Heather told the students about how her positive, active, PTA-mom life was ruined by divorce and then alcohol problems and illness. “I’m a survivor of many things,” she said. “But I have my own story. You can’t lump all homeless people together; each story is different.” Heather earned cheers when she spoke of her ongoing recovery and newly-found stable housing.

Those two local stories were put in context by remarks from head of school Brian McWilliams. “As we gather together here, more than one billion people around the world will go to bed hungry tonight,” he said. “We can’t feel guilty about that. The enemy of guilt is action and education. You can seize this opportunity to make a difference.”

The event was run entirely by the student-led Community Action Club. The speakers particularly praised the young activists. “I give you guys a lot of credit for putting yourselves out there like this,” said Heather. “I’m blown away by what these kids have done,” added Janice.

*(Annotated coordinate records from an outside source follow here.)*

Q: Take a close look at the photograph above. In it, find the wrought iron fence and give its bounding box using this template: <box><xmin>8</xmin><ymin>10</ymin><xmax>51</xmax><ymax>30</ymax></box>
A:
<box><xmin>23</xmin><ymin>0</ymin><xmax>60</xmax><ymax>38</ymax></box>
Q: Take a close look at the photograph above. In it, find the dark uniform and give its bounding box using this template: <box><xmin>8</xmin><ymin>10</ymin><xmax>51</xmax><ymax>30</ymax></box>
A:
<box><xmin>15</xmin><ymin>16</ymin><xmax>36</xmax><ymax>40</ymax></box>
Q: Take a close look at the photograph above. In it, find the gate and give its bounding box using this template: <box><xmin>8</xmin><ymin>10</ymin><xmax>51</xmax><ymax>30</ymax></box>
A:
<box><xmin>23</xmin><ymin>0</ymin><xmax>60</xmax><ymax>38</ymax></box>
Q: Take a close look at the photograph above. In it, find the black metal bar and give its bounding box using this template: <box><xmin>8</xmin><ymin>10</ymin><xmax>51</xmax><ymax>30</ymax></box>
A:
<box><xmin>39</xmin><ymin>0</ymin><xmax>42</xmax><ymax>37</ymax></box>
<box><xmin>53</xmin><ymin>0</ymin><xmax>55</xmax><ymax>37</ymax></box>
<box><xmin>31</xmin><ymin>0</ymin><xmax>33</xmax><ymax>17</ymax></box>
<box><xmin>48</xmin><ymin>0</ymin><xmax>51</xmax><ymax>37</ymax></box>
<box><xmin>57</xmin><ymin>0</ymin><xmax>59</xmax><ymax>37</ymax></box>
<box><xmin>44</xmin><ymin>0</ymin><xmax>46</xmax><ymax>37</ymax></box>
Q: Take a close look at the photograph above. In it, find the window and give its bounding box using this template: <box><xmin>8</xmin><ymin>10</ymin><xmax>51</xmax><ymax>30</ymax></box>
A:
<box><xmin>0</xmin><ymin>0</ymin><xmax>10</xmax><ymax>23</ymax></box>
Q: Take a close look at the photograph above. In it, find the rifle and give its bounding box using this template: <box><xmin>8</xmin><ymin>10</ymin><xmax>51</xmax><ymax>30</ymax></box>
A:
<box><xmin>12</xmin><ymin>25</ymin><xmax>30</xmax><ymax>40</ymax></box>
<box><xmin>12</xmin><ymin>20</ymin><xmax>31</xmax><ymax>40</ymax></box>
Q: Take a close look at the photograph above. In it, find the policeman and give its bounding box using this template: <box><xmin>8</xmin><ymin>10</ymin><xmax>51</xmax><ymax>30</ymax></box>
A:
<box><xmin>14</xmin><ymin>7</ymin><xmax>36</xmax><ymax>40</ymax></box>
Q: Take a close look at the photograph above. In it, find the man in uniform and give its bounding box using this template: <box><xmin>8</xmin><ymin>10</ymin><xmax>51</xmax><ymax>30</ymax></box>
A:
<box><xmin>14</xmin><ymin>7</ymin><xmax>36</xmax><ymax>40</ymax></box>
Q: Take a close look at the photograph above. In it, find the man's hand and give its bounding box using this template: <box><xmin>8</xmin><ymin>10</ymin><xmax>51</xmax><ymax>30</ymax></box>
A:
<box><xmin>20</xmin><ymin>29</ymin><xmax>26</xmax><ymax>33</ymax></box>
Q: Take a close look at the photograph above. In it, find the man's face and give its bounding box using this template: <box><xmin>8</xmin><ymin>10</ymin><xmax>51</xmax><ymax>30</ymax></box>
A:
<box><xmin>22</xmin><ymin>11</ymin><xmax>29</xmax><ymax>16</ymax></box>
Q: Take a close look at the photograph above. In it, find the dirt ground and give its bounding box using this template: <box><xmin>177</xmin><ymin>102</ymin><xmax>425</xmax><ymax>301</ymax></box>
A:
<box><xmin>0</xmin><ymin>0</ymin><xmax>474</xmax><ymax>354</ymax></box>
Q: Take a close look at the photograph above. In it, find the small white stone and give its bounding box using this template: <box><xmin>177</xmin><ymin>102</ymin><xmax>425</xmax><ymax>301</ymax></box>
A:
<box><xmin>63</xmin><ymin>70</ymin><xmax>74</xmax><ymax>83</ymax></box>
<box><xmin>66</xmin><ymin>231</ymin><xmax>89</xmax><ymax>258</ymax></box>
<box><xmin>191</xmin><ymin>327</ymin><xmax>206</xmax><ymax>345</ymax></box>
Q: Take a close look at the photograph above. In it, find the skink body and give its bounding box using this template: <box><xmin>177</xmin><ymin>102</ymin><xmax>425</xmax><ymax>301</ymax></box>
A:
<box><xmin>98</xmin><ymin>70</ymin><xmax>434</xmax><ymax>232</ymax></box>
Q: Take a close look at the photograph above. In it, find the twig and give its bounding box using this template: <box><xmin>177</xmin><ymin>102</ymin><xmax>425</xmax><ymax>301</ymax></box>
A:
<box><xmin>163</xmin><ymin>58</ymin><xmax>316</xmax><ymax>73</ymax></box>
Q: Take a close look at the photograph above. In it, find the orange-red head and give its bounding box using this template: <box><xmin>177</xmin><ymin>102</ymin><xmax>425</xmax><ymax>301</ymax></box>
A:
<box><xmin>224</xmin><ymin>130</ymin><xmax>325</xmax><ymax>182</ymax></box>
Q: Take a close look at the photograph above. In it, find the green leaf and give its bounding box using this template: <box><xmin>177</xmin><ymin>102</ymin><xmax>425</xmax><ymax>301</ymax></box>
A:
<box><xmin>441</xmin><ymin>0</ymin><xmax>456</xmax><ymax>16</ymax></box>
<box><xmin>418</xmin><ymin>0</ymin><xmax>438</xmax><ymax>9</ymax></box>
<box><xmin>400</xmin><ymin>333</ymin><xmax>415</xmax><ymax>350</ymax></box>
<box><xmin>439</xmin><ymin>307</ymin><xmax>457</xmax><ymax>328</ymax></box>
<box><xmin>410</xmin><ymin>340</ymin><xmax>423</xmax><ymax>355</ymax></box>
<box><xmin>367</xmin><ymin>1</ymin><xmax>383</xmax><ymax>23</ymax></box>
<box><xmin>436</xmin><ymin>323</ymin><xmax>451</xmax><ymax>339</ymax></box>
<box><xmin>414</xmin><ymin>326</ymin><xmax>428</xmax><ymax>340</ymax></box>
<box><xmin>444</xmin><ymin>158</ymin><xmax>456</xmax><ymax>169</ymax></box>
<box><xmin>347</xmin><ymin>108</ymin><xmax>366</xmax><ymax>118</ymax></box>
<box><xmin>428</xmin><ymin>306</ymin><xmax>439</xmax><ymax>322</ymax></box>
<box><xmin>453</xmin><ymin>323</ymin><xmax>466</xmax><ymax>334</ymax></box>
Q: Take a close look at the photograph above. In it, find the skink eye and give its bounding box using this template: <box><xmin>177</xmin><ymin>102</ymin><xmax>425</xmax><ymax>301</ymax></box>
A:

The students in the club will be using funds raised from the event to create a new and improved children’s playroom at the Transition House family shelter, as well as help sponsor college tuition for a local, well-deserving teen through the Scholarship Foundation of Santa Barbara.

Entertainment during the meal, which was a small bowl of soup, a piece of day old bread (thanks to local Our Daily Bread bakery and restaurant), and a tangerine—and no seconds—was provided by local guitarist Billy Taylor, familiar to many from his musical work at the Farmer’s Market.